批判を受けて「心が折れるようだ」

“Total War”シリーズの開発スタジオとして知られるCreative Assemblyは、ファンが予約特典DLCを嫌っていることを知って「心が折れるようだ」と海外メディアに語っている。

最新作『Total War: Warhammer』ではゲームの予約購入者向けに特典DLCを提供するというニュースに対して、多くのユーザーから圧倒的なネガティブな反応が寄せられていた。予約特典はゲーム内で使用できる勢力をひとつアンロックする内容で、特典を入手していない場合は発売後に追加料金を支払うことでアンロックが可能になる仕様であった。

Creative Assemblyはこのような試みを行ったことは初めてではなく、旧作『Total War: Rome II』ではGreek States及びVikings勢力について同様の展開を行っていた。Rome IIの際にはこの試みは大きな問題とならなかったが、その理由としては使用できる勢力の総数が多かったために、数種類が欠けたところでゲームに大きな影響を与えなかったことがある。

しかし今回の『Total War: Warhammer』では事情が異なる。前作と違いゲームに登場する勢力はわずか5種類に留まる。その上ロック対象となっていた勢力がコラボ元のWarhammer作品世界で最も突出した派閥である”Chaos”であったことも反発を強めた一因だ。

現在このDLCをアナウンスした公式トレイラーには40,000を超える否定的な評価が投じられている。

Creative Assemblyサイドからの釈明

クリエイティブ・ディレクターのMike SimpsonはこのDLCに対して多くの批判的な意見が寄せられた理由として、ユーザーが多くの金をむしり取るためにわざと本編からコンテンツを削り取ったと感じているためだとして、DLC”Chaos Warriors”が登場した経緯を説明している。

「我々はTotal War: Warhammerにおいて4つの主要なプレイアブル勢力を用意していました」とSimpsonは語る。「そして我々は”Chaos”について三部作の終盤にて大きな役割を持って登場させる計画をしていました。しかしDLCがなくとも我々はどうしてもメインゲームにChaos Warriorsを登場させたかった。しかし本編のリソースのみでそれは実現できなかったのです」

「予約特典DLCが”本編から削った内容”かどうか?私はその考えの正反対こそが真実であると思っています。我々がそれを予約特典に加えないならば、それは後ほどDLCとして後でリリースされたでしょう」

“Total War”シリーズのブランドディレクターであるRob Bartholomewは補足して説明する。

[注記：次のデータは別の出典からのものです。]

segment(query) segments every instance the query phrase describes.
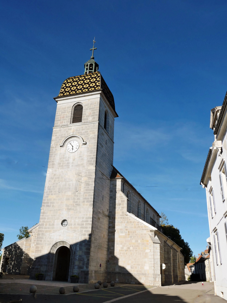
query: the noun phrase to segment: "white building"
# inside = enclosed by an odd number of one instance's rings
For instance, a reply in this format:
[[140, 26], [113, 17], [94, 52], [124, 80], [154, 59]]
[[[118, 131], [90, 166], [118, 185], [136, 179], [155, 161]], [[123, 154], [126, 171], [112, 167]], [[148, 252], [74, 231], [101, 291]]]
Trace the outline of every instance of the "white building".
[[206, 190], [211, 278], [216, 294], [227, 300], [227, 94], [222, 106], [211, 110], [210, 148], [200, 184]]

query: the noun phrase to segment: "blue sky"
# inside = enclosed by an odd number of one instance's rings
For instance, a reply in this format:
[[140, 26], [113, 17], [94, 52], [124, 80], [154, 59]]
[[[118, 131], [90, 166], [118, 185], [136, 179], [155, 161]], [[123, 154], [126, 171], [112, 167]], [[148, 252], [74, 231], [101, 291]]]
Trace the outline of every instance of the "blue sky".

「我々は予約が信頼の証であることを知っています。そしてゲームへの関心の高さを知るのに非常に役立つ指標ともなります。予約特典はそんな我々に信頼を置いてくれたユーザーのためにありがとうと伝えるためのボーナスなのです」

ユーザーは予約をすれば無料でDLCが手に入るし、もし最終的にゲームが気に入らなければ払い戻しを行うことが出来ると強調した。DLCを入手しなくともAI勢力としてChaosは全てのユーザー向けに提供されるため、「ユーザーが負けることはない」と説明している。

『Total War: Warhammer』は2016年4月28日に発売予定。日本での発売は予定されていない。